My guess is that the opportunity the Andreses have spotted on Henderson is just a few degrees off from what somebody else sees in the area between Baylor University Medical Center and downtown, which is just a twist and a turn different from what somebody else sees in the Cedars, in Uptown or Bishop Arts.

Each of these areas happens because it taps into the new emerging urban class. That's not unique to Dallas. It's national. But each one happens a little differently on its own turf—and works—because somebody like the Andres brothers is right there waiting for it, knows the ground and also, for whatever reason, happens to be in the right position.

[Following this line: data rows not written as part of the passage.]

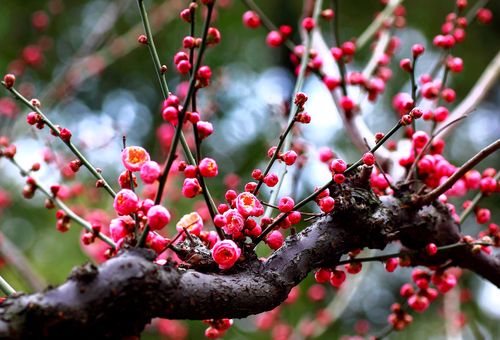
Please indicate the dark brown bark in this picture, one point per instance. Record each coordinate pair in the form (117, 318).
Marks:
(121, 296)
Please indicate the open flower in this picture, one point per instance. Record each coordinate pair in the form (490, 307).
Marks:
(133, 157)
(234, 222)
(192, 222)
(150, 171)
(225, 253)
(158, 217)
(126, 202)
(248, 205)
(191, 187)
(120, 227)
(208, 167)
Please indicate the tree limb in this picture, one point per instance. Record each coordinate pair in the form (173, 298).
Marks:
(121, 296)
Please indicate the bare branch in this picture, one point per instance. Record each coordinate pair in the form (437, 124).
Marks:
(434, 194)
(484, 84)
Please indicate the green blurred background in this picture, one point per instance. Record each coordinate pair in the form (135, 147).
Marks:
(124, 98)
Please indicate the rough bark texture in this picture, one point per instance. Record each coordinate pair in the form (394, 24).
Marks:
(121, 296)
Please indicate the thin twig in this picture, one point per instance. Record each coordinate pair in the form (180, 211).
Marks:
(434, 194)
(68, 143)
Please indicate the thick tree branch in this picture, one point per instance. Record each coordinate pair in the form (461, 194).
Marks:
(121, 296)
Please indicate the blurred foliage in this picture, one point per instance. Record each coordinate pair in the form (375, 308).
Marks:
(74, 27)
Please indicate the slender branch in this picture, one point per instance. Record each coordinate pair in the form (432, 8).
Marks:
(178, 131)
(428, 144)
(287, 142)
(403, 253)
(6, 287)
(68, 143)
(69, 212)
(15, 258)
(266, 22)
(376, 24)
(152, 49)
(274, 157)
(324, 187)
(434, 194)
(336, 33)
(478, 92)
(475, 201)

I worry that the old downtown is in the wrong position. I don't think many of the people holding downtown are especially tuned to the zeitgeist. The übermeister of downtown, Robert Decherd of Belo Corp., seems to think the secret will be tidier parks.

Hmmm.

I was here a few decades ago when the owners of downtown did everything they could to scour away the sidewalk-level streetscape, which they thought was dirty and cheap. Now reproducing it from scratch is proving to be daunting.

Plus, when have you ever seen a single big government initiative to make things happen in real estate that ever worked? Especially in a top-down town like Dallas, how do we know we aren't just looking at 12 guys who hold a bad hand full of downtown real estate who are trying to use our tax money to bail themselves out?

Given the incredible energy bubbling up in the concentric rings, why wouldn't we just wait for the market to work itself out naturally in those areas? Then maybe 10 years from now there will be so many people jammed in cheek by jowl all around the edges of downtown and the rents will be so high, all of a sudden redoing those old asbestos silos downtown will begin to pay out.

I'm still a devout cosmopolitologist. But I'm kind of back-sliding on my faith in the Church of We-Have-to-Save-Downtown. I may go across the street and join the Church of Let-Downtown-Save-Itself.